No conozco a Borris Mayer, ni me atreví a mandarle un e-mail para saber si Boris se escribe de verdad con dos “r” o con una sólo (tipo Boris Vian), pero sé que aquel BoRRis ha creado una maravilla de sitio (http://www.borris-mayer.net/onetti/onetti/onetti.html). Larsen, el personaje de Juan Carlos Onetti quería crear el prostíbulo perfecto. Mayer ha creado el sitio perfecto sobre Onetti. ¿Qué es el sitio perfecto sobre un autor? Es difícil responder, no es una enciclopedia, y tampoco es un fan-club. Es un sitio que transmite una cierta idea de la literatura. Respeto, conocimiento, datos al día, inteligencia: todo esto se puede ver en un sitio más allá de la calidad gráfica, de la ergonomía o de los ocho idiomas que se despliegan en la pantalla de éste.

Se pueden leer textos de Onetti, claro, pero textos de Onetti hay en todas las librerías.
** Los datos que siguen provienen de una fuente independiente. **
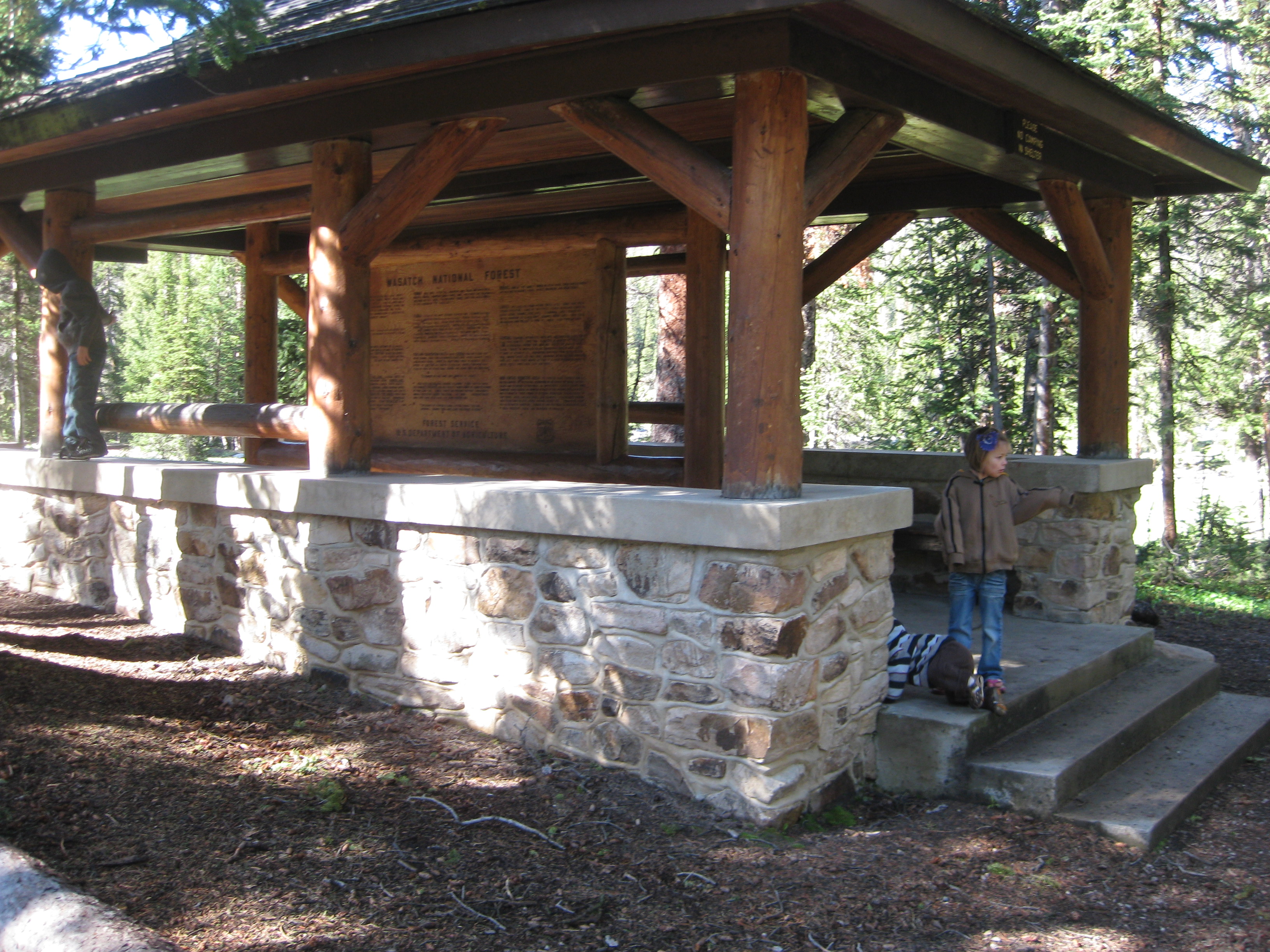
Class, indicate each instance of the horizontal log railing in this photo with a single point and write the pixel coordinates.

Lo que hace el sitio deslumbrante es la actitud frente al autor. Onetti es un maestro. Aquí se le trata con pudor y sabiduría. Un ejemplo: la navegación en el sitio propone “fotografías” de Onetti; pero cuando se buscan, sólo aparecen catorce líneas y la famosa frase, colmo de la autoestima: “… en cuanto a mí, hace años que aprendí el arte de afeitarme al tacto, para evitar la opinión del espejo, para acudir al trabajo sin el peso de otra depresión.”

Tampoco, el sitio huye de sus responsabilidades. Todo lo que se debe saber del “demiurgo de Santa María” está allí. Un best-off de entrevistas, un interrogatorio a la manera de Proust, la lista de los cómplices (las dedicatorias de sus libros), los enlaces, unas citaciones y hasta el decálogo de consejos para escritores principiantes: “No busquen ser originales… No intenten deslumbrar al burgués… No sigan modas…Roben si es necesario… Mientan siempre… “

Por ser un decálogo de Onetti tiene once elementos. El undécimo me encanta: “No olviden que Hemingway escribió: ‘Incluso di lecturas de los trozos ya listos de mi novela, que viene a ser lo más bajo en que un escritor puede caer’.”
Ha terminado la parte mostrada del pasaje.